Дня через три Тимофей Зорин немало подивился, когда Елизар принес ему вечером ведро пшеницы, сконфуженно говоря:
— Возьми, Тимофей Ильич. Твоя.
— Да когда же ты ее у меня займовал? — силился припомнить Тимофей. — Разве что в «петровки»?
— Не занимал я, дядя Тимофей, — хмурясь, объяснил Елизар. — Суслон твой ошибкой забрали мы в Долгом поле. Солому-то я уж после тебе занесу, прямо на гумно.
— Да как же это у вас получилось? — все еще недоумевал Тимофей. — Кабы рядом полосы-то наши с тобой были, а то ведь — в разных концах они…
Елизар, стыдясь, опустил голову.
— Уж не спрашивал бы лучше, дядя Тимофей. Пожадился я.
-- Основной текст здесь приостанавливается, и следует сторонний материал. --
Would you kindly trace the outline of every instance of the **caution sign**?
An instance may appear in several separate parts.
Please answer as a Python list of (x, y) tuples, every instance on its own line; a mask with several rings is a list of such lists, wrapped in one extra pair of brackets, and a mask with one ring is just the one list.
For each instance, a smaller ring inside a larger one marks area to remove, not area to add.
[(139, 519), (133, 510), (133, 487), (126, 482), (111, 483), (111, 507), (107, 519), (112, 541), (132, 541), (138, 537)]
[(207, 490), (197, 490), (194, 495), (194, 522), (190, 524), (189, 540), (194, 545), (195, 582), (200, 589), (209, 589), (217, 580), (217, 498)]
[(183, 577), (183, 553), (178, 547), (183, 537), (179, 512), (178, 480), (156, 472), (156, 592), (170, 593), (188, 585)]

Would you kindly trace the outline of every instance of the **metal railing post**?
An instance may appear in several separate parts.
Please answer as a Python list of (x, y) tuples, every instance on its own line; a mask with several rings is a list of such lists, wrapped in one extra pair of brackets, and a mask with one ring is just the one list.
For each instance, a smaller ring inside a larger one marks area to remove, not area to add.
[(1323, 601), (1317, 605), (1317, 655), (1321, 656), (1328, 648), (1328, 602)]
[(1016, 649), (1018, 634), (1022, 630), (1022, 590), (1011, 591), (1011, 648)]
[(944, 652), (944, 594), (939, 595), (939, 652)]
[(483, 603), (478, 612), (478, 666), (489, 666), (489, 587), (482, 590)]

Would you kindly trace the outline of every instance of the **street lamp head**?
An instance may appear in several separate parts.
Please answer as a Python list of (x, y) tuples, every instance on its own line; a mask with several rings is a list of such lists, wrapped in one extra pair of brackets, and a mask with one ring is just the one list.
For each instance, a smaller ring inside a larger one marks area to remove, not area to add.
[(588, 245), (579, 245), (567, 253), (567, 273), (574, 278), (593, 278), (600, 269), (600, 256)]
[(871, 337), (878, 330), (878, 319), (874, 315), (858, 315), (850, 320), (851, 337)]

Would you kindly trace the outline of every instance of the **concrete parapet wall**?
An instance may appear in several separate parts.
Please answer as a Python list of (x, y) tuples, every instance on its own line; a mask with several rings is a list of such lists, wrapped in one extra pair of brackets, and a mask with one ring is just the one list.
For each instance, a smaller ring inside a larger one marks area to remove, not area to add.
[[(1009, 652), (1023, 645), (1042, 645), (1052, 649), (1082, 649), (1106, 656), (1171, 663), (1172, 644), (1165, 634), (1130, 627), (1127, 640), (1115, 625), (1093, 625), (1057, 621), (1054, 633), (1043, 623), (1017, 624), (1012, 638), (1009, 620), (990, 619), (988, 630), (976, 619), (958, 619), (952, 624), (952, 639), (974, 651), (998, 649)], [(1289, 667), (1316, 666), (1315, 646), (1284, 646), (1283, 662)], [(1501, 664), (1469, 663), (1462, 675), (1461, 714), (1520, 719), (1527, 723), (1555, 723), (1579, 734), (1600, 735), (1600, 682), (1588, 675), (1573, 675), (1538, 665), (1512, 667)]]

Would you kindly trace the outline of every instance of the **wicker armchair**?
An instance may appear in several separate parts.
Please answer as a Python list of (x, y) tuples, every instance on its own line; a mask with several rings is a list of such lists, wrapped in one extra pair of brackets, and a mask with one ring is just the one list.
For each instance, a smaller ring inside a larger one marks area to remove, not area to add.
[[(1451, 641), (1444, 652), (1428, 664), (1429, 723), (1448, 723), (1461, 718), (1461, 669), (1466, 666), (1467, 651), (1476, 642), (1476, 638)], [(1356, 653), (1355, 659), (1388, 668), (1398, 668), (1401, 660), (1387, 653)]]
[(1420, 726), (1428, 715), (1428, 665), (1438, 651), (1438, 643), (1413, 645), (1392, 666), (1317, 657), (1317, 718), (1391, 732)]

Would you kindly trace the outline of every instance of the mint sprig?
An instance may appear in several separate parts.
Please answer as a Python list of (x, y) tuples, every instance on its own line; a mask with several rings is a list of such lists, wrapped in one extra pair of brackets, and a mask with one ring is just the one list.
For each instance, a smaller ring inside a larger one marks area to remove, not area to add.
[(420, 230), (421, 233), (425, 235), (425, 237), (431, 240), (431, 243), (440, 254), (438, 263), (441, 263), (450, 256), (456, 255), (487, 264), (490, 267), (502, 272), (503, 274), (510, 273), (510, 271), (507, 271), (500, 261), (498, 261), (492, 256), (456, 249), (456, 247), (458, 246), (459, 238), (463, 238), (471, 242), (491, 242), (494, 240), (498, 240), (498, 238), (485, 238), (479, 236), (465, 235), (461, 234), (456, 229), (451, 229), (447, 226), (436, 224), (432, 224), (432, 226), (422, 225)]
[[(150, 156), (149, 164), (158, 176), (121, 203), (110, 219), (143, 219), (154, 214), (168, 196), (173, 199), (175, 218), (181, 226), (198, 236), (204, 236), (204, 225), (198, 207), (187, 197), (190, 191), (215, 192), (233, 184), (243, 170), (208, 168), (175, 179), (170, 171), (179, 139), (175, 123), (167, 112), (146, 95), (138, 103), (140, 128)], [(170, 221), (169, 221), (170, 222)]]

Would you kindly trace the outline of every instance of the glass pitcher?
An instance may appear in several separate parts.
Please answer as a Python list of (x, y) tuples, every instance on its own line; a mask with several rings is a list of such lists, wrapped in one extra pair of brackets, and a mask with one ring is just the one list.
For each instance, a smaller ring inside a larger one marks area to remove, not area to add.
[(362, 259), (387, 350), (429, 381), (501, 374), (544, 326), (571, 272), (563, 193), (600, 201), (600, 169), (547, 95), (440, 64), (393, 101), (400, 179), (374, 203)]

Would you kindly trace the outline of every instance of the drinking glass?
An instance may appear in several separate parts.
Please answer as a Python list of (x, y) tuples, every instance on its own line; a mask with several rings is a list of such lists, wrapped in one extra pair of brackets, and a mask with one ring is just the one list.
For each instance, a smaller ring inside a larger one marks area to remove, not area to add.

Понял али нет?
И вскинул на Тимофея виноватые глаза.
— Ты уж не говори никому об этом, а то от людей мне будет совестно.
— Признался, так и поквитался! — растроганно сказал Тимофей. — Будь спокоен, Елизар Никитич, ни одна душа не узнает.
— Ну, спасибо тебе. Век не забуду.
Ни словом, ни намеком не укорил потом Елизар жену за ее поступок, ни разу даже не поминал о нем, будто вовсе и не было ничего. Но встала между ними после размолвки тоненькая холодная стенка, словно осенний ледок после первого заморозка. Заметил скоро Елизар, что начала частенько задумываться Настя и совсем перестала делиться с ним своими хозяйственными мечтами. И в ласках с ним стала суше, и в словах скупее, осторожнее. Одно время Елизар даже доволен был такой переменой в ней, видя, что перенесла она заботу и любовь свою на сынишку, а мужу старалась не перечить.
Когда-то и слышать не хотела Настя о колхозе, а тут, как стали в Курьевке начинать колхоз, записалась вместе с мужем, без всякого скандала. Поняла ли, наконец, что выхода из нужды другого не было, или просто покорилась мужу, не узнал тогда этого Елизар. И на курсы его отпустила спокойно. Но когда расставались за околицей, впервые заронила в сердце ему тревогу.
Обняв на прощание, заплакала и посетовала горько:
— Люб ты мне, а радости с тобой у меня нет. Все ты от дома да от хозяйства прочь, и мысли у нас с тобой врозь. Не знаю уж, как жить дальше будем.
Поцеловала и легонько толкнула в грудь.
— Иди.
Раз пять оглядывался Елизар, пока шел полем до леса, а Настя все стояла и смотрела ему вслед. Домой пошла не торопясь, опустив низко голову.
Не тогда ли впервые и задумала она уйти от него?
За три месяца получил от нее Елизар два письма. В одном пересказывала она разные новости и жаловалась на непорядки в колхозе, а в другом пеняла ему, что давно дома не бывал.